The allocation matrix :

Process	Graphic Display	Printer	Disk
A	0	1	0
B	0	0	1
C	0	1	0
D	1	0	0

Total number of resources in the system :

4 Graphic Displays, 3 Printers and 1 disks.

The available vector is obtained by subtracting the sum of all instances of a device from the total number of instances present for that device.

So, the available vector is :

Graphic Display	Printer	Disk
3	1	0

The need matrix is :

Process	Graphic Display	Printer	Disk
A	2	0	0
B	2	2	0
C	1	0	1
D	0	2	1

The deadlock detection algorithm refers to the safety algorithm as follows :

Step 1 :

Initialize a variable Work = Available = 3 1 0  

Initialize a boolean array variable flag[i] = false for all processes i = A, B. C and D.

Step 2 :

Find a process such that the need value of the process is less than the work vector and flag value is false.

The process selected is process A.

Update the value of Work as Work = Old value of Work + Allocation value of process A

= 3 1 0 + 0 1 0 = 3 2 0

Assign flag value for process A as true.

Step 3 :

Find a process such that the need value of the process is less than the work vector and flag value is false.

The process selected is process B.

Update the value of Work as Work = Old value of Work + Allocation value of process B

= 3 2 0 + 0 0 1

= 3 2 1

Assign flag value for process B as true.

Step 4 :

Find a process such that the need value of the process is less than the work vector and flag value is false.

The process selected is process C.

Update the value of Work as Work = Old value of Work + Allocation value of process C

= 3 2 1 + 0 1 0

= 3 3 1

Assign flag value for process C as true.

Step 5 :

Find a process such that the need value of the process is less than the work vector and flag value is false.

The process selected is process D.

Update the value of Work as Work = Old value of Work + Allocation value of process D

= 3 3 1 + 1 0 0

= 4 3 1

Assign flag value for process D as true.

Since the values of all processes are true, the resultant safe sequence is A, B, C and D and hence, there is no deadlock.

b.

Process B has requested for 1 instance of Graphic Display.
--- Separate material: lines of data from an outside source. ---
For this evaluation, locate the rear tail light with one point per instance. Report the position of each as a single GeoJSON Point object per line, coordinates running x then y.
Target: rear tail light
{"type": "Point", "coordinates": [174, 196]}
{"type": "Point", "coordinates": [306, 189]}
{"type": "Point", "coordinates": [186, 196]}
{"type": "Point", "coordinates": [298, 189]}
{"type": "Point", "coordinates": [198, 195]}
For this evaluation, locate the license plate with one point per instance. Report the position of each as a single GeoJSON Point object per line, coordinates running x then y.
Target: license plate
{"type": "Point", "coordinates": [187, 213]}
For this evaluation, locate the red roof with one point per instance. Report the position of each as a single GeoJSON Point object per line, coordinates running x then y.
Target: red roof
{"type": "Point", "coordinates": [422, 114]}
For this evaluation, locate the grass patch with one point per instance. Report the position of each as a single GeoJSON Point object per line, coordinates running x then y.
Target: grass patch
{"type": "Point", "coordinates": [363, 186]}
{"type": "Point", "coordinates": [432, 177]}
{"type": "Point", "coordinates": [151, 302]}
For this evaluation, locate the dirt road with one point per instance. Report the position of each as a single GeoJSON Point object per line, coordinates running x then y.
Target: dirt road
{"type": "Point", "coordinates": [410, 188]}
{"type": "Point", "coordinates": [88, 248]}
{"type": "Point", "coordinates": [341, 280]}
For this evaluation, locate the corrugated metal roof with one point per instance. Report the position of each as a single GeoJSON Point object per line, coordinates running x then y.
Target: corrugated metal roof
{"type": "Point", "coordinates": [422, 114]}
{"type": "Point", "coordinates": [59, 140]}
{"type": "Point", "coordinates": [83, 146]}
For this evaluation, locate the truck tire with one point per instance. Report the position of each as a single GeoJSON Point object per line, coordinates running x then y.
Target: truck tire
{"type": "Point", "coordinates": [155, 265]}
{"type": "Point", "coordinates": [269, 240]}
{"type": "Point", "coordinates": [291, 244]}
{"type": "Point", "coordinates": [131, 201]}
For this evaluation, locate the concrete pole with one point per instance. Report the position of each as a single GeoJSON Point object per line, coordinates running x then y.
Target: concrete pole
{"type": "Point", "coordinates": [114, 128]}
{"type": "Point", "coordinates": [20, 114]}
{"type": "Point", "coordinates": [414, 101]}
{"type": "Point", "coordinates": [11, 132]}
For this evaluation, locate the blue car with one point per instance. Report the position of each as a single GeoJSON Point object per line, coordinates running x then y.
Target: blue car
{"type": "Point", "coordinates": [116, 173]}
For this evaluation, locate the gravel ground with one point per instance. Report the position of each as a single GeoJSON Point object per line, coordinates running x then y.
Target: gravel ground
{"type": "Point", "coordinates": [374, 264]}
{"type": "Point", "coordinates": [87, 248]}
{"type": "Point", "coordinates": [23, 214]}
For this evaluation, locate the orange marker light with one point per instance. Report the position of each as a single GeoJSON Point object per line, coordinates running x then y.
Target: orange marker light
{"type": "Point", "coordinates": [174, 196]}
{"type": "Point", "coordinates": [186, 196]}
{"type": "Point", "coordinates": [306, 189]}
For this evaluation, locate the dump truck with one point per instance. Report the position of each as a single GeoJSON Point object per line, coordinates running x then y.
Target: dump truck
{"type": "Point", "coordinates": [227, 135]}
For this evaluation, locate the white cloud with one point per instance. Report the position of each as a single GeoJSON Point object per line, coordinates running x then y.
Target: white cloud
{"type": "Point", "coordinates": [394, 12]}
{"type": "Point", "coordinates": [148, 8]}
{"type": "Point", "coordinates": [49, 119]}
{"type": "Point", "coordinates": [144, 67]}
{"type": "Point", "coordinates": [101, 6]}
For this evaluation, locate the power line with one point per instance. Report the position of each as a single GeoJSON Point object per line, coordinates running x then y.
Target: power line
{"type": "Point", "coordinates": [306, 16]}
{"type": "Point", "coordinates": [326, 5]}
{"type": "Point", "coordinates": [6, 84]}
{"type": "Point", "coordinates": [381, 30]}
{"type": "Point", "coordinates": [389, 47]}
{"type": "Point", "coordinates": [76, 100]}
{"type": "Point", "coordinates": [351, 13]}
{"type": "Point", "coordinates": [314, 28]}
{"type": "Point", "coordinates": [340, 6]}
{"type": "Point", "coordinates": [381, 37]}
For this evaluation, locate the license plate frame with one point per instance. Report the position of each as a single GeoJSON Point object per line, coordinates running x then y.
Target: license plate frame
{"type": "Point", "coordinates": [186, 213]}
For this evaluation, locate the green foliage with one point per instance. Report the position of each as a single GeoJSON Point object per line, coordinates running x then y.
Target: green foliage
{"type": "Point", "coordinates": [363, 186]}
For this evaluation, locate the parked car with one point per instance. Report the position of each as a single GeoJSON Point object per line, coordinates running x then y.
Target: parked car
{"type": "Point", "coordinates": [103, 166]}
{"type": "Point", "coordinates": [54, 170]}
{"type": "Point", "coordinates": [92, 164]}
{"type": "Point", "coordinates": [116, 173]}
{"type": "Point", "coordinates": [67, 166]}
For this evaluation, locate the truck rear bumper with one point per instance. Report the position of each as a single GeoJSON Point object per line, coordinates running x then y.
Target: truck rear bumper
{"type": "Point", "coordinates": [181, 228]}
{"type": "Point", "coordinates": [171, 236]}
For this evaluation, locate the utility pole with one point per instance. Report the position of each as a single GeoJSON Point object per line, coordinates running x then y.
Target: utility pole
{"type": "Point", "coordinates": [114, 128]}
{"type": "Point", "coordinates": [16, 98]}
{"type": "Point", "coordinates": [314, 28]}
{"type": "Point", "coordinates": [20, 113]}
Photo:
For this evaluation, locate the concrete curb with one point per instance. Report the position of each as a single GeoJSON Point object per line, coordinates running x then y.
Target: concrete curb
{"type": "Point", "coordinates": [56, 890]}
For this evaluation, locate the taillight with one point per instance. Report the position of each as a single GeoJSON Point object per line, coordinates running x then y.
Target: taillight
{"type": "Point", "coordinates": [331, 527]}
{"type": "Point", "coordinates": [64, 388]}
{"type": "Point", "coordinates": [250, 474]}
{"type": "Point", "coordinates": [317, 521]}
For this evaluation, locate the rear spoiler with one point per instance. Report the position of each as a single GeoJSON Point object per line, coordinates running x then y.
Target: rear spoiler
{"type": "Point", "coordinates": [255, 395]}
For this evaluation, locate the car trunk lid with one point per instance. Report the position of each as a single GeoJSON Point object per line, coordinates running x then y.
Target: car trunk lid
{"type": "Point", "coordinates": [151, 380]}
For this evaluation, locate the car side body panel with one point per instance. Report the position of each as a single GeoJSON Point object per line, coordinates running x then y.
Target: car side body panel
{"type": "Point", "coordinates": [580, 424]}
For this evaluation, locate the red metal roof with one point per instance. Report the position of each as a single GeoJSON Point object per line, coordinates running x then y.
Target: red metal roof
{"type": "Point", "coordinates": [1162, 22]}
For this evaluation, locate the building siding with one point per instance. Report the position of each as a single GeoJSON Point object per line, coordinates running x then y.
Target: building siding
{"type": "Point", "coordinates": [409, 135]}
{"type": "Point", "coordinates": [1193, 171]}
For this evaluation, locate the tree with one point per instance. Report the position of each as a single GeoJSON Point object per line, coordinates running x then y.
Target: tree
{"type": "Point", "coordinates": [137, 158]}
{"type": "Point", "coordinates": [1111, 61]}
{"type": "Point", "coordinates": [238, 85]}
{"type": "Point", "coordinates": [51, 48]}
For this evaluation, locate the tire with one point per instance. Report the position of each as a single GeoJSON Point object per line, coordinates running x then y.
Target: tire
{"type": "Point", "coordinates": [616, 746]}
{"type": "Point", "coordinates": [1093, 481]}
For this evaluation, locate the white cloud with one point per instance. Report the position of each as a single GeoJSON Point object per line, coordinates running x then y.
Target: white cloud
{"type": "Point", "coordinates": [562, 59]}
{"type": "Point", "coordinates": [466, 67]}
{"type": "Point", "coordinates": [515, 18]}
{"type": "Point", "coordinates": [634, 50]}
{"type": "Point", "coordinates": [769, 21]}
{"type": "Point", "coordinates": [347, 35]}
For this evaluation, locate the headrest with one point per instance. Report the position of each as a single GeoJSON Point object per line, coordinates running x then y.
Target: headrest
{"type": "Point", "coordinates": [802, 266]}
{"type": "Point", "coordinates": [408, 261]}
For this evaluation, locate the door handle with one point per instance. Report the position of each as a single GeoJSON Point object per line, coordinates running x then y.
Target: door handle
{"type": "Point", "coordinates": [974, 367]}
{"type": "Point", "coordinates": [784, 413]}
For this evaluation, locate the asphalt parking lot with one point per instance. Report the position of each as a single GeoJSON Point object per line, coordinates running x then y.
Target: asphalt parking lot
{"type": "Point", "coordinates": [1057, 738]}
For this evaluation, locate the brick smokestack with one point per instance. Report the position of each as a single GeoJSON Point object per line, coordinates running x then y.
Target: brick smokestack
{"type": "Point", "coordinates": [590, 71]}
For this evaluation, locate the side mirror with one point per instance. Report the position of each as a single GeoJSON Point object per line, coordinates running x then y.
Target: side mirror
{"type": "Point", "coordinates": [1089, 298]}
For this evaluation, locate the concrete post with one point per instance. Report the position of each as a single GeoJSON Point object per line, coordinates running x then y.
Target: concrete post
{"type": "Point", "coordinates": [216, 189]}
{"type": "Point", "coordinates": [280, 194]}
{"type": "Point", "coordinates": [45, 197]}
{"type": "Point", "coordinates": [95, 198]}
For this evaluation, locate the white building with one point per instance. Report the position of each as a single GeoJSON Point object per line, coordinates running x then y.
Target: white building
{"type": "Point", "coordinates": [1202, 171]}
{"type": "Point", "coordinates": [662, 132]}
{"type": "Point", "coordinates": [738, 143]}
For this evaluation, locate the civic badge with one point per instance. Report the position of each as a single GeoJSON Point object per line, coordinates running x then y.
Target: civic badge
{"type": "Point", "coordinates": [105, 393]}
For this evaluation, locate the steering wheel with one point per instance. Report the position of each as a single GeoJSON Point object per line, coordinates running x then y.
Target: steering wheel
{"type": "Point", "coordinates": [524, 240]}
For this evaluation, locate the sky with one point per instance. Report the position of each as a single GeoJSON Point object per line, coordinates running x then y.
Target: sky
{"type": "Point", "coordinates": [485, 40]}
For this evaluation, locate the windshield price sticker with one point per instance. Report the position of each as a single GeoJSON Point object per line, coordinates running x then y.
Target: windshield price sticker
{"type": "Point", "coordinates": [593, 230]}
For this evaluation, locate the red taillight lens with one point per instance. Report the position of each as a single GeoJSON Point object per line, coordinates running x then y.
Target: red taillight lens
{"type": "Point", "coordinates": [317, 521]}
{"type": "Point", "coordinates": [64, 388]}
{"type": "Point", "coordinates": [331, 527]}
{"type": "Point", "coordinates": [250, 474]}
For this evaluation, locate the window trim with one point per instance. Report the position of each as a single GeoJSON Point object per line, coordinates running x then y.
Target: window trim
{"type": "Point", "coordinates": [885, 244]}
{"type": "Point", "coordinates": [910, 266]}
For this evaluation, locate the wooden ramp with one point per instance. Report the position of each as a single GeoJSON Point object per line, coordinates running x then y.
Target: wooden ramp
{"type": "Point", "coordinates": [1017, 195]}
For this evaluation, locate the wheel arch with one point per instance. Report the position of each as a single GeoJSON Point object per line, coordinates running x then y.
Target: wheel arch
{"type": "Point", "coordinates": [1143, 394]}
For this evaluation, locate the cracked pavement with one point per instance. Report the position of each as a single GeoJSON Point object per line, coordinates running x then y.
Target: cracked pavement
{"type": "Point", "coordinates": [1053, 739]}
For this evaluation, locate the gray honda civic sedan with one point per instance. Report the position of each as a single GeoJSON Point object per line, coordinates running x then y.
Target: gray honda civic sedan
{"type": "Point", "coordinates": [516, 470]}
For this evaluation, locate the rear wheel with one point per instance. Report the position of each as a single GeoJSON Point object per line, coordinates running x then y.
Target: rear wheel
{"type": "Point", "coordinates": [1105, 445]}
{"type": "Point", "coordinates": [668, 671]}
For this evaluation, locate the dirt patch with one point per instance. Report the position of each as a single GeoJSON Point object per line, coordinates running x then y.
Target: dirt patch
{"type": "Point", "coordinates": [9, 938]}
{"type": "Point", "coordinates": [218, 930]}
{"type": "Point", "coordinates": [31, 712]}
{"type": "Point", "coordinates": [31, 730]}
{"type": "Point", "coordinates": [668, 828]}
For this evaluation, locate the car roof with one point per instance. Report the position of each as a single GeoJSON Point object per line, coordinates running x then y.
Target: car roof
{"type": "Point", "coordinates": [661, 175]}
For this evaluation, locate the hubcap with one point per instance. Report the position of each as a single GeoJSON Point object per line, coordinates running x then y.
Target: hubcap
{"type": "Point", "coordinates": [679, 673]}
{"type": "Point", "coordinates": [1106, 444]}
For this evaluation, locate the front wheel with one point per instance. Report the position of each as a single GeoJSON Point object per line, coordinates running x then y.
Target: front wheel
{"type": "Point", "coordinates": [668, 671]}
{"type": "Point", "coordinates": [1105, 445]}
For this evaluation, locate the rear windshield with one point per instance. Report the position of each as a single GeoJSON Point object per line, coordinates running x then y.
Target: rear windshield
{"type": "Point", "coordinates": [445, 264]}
Process C has requested 2 instances of Graphic Displays and one instance of Disk.

Applying Banker's algorithm :

For process B,

• Request vector which is 1 0 0 is less than or equal to Need vector which is 2 2 0.
• Request vector as of now for process B will be 1 0 0 and it is less than or equal to value of available which is 3 1 0. So, proceed to the next step.
• Available vector = Available vector old value - Request vector of process B that is 3 1 0 - 1 0 0 = 2 1 0.
• Allocation value of process B = Old allocation value + Request vector of process B that is 0 0 1 + 1 0 0 = 1 0 1.
• Need value of process B = Old value of Need - Request vector of process B that is 2 2 0 - 1 0 0 = 1 2 0.

For process C,

• Request vector which is 2 0 1 is more than the Need vector which is 1 0 1. So, this results in an error and the algorithm cannot proceed.

Hence, collectively if process B and process C requests for the given resources, then the request cannot be granted.